Memory issues and unknown behaviour

Hi,
I am a beginner to CUDA programming and took a big leap on code but now I’m stuck on a really weird thing.

global void calc_hist(float *arr_b, float *arr_g, float *arr_r, float *histo_b, float *histo_g, float *histo_r, int window_size)
{
int i = blockIdx.x;
int x;
shared int temp_b[256];
shared int temp_g[256];
shared int temp_r[256];

if(i == 0)
{
	for( x = 0; x < 256; x++)
	{
		temp_b[x] = 0;
		temp_g[x] = 0;
		temp_r[x] = 0;
	}
}

printf("%d %d\n", (int)arr_b[i], temp_b[(int)arr_b[i]]);
atomicAdd( &(temp_b[(int)arr_b[i]]), 1);
atomicAdd( &(temp_g[(int)arr_g[i]]), 1);
atomicAdd( &(temp_r[(int)arr_r[i]]), 1);
__syncthreads();

// if(i == 0){
// for(int a = 0; a<256; a++)
// 	printf("%d ",temp_b[a]);
// printf("\n");
// }

atomicFloatAdd( &(histo_b[(int)arr_b[i]]), temp_b[(int)arr_b[i]] );
atomicFloatAdd( &(histo_g[(int)arr_g[i]]), temp_g[(int)arr_g[i]] );
atomicFloatAdd( &(histo_r[(int)arr_r[i]]), temp_r[(int)arr_r[i]] );

if(i == 0)
for(int a = 0; a<256; a++)
	printf("%f\n",histo_b[a]);

}

This is my custom function for histogram calculation.

device inline float atomicFloatAdd(float* address, float value)
{
// printf("%f\n",value);

float old = value;

float ret=atomicExch(address, 0.0f);

float new_old=ret+old;

while ((old = atomicExch(address, new_old))!=0.0f)

{

new_old = atomicExch(address, 0.0f);

new_old += old;

}
return ret;

}

And this is a custom atomic add for float, copied from somewhere.

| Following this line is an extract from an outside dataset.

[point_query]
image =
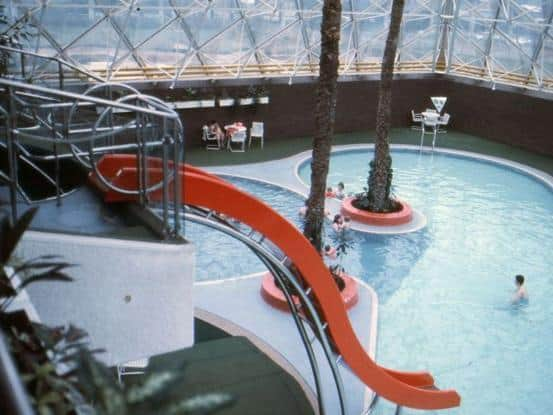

The problem is, when I pass an array img_b to histogram function with values 1,4,7,10,13,16,19,22,25
It doesn’t increment histo_b at 16 and 19. Weird thing is, when I print values of histo_b to check this, I find out the above problem. But, if I don’t print them, but only count them, I get 9 increments. Also, If I just print incremented addresses and no. of increments, I get 8.

Please help :(

That is an odd attempt at atomic addition. No idea how that is supposed to work. Maybe “somewhere” isn’t the preferrential source for critical code?
You can derive better code from the double-precision example in Appendix 12 of the CUDA Programming Guide.

But why bother at all and not just use the built-in atomicAdd() function, which compiles straight to a single dedicated machine instruction?